In a vacuum, it makes perfect sense to incorporate meat into your diet.
Meat: 1, Vegan: 0
However, once we start considering where our meat/dairy/eggs comes from in 2022 - remember, we are not our ancestors living off the land in the year B.C. 2022 - things start getting a lot murkier.
99% of people shop at the grocery store, and the grocery store is fueled by factory farms. The meat/dairy/eggs you buy at the grocery store all come from factory farms.
Factory farms are not just sometimes a little bad for the animals... they are wholesale centers of sadness, pain, and frankly, torture. Dominion is a good documentary that looks into what you, yes YOU, directly support when you buy meat/dairy/eggs from the grocery store.
These factory farms exist because people buy meat/dairy/eggs from the grocery store - so if you buy meat/dairy/eggs from the grocery store, you are putting money directly into the hand of someone who tortures animals.

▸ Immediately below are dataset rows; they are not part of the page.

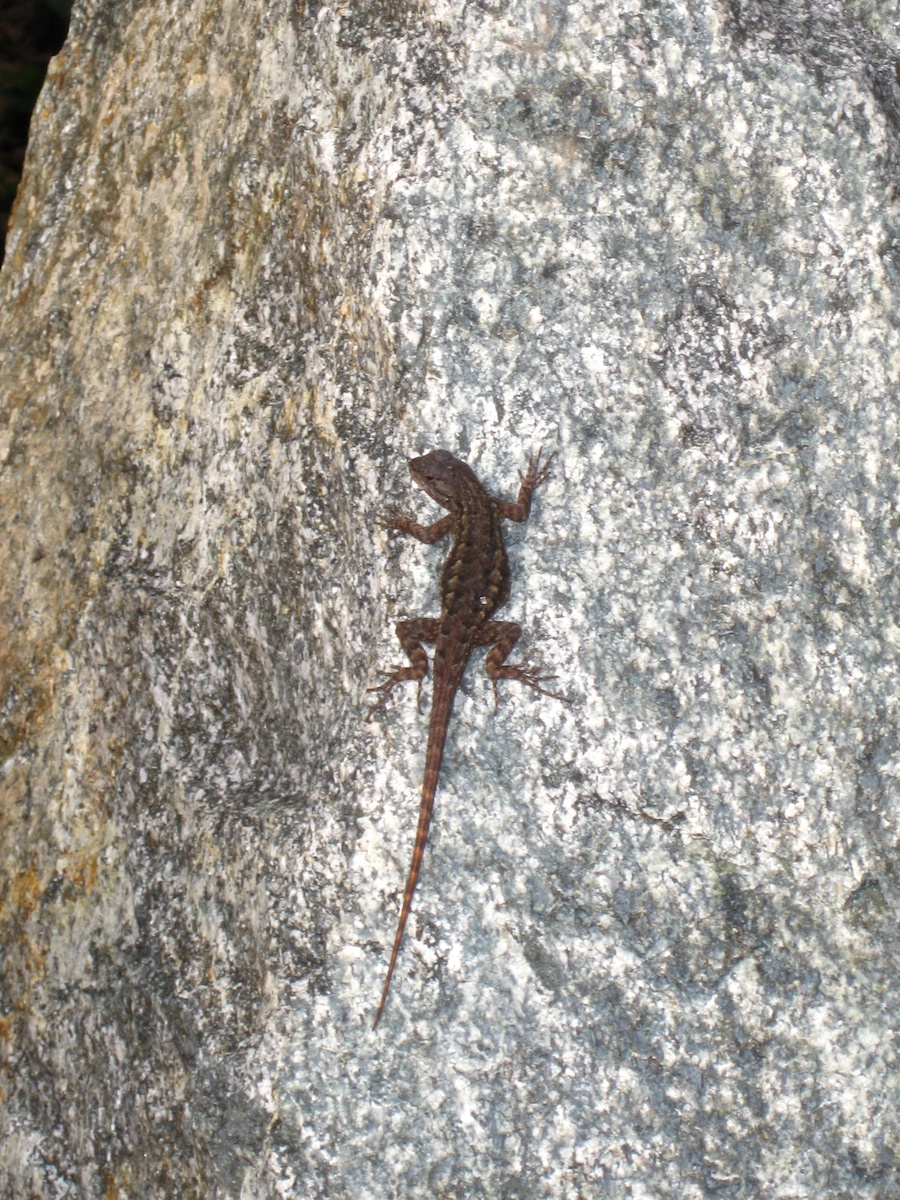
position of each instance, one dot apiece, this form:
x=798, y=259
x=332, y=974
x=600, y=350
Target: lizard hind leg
x=502, y=636
x=412, y=635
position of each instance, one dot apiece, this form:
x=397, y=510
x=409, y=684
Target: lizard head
x=441, y=475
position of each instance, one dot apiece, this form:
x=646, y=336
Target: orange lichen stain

It's no different from paying someone to kick a dog to death, then eating the dog, because cows, chickens, and other animals are actually on par with the intelligence of many dogs, with the difference being they can't be trained to not sh*t inside. They're as sentient as any other animal, including the dog you show love to and would never consider killing and eating for food.
Now, from here, there would usually be a discussion of whether or not it's necessary to have this evil in our world to feed the world's population - but as we see from The Game Changers, there's really no discussion to be had. You can be a beast on a vegan diet, and most people advocating against a vegan diet are not even close to the level of fitness as the athletes in The Game Changers.

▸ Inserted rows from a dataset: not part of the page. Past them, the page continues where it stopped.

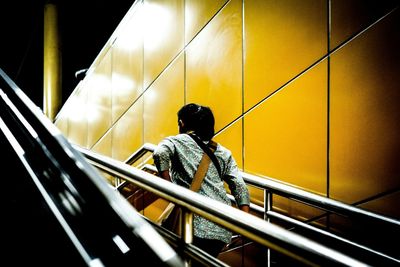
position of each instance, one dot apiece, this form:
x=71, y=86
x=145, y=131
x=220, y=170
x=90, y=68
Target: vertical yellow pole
x=51, y=63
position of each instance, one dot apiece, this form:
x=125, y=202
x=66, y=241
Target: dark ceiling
x=84, y=27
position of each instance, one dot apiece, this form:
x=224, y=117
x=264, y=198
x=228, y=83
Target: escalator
x=57, y=209
x=376, y=229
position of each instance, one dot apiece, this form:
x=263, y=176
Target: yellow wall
x=306, y=93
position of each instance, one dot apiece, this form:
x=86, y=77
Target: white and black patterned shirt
x=181, y=155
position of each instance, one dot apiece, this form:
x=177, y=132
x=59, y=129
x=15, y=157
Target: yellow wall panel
x=282, y=38
x=380, y=205
x=162, y=101
x=127, y=133
x=99, y=100
x=77, y=116
x=127, y=67
x=350, y=17
x=286, y=136
x=232, y=139
x=198, y=13
x=62, y=123
x=213, y=65
x=163, y=35
x=365, y=113
x=104, y=145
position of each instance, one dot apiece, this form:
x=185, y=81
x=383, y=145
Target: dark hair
x=199, y=119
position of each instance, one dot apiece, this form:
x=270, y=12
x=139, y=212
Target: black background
x=84, y=28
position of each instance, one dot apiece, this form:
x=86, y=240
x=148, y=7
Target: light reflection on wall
x=157, y=20
x=122, y=84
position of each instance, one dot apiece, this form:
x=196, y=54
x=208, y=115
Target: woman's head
x=197, y=118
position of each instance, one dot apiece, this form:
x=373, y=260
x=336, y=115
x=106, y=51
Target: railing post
x=187, y=229
x=267, y=208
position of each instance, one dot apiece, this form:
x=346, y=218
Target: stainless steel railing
x=272, y=236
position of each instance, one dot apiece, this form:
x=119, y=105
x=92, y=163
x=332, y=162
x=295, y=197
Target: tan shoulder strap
x=200, y=173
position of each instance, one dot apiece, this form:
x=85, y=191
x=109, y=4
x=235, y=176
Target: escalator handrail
x=248, y=225
x=76, y=193
x=292, y=192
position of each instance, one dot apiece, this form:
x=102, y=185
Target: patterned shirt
x=181, y=155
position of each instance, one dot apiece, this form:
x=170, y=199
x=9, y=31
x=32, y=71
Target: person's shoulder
x=223, y=150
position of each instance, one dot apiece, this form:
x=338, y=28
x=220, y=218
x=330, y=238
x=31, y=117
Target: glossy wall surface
x=305, y=93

Now we see that two things are undeniably true, 1) You can be very healthy on a vegan diet, with some effort and 2) When you buy meat/dairy/eggs at the grocery store, you, yes you, directly fund animal cruelty.
Therefore, once you are aware of these two facts, eating meat/dairy/eggs comes down to one thing: being OK with the wholesale torture of animals because meat/dairy/eggs are nutritionally convenient and they taste good.
Which is a pretty weak and non-empathetic mentality to have.
Can you realistically argue against this? Keep in mind that many of the anti-vegan arguments in your head are likely quite weak or founded in myth. For example...
- "Our ancestors ate meat" - yes, but they did not get their meat from factory farms like you do if you shop at the grocery store
- "Plants have feelings and emotions too" - yes, but you kill 10x fewer plants to live if you eat them directly instead of feeding them to cattle and eating the cattle
- "Being vegan isn't healthy" - it can be unhealthy if you do not stay vigilant on your micronutrient intake, but putting in a tiny bit of effort seems like a small price to pay for removing your footprint on the horrors of modern day animal farming
- Vegetable and fruit farming has its problems too - sure, but it's pretty hard to argue that harvesting a field of corn is comparable to the horrors of modern day animal farming. If you're making this argument, there's almost no chance you understand the truly gruesome reality of modern day factory farms
If you can be 100% healthy on a vegan diet (and a world class athlete at that), and yet you voluntarily choose to support factory farming by purchasing meat/dairy/eggs at the grocery store, well... that doesn't seem very cool to me.
What do you think? Am I an annoying vegan, or is my argument actually fairly sound once you give it some thought?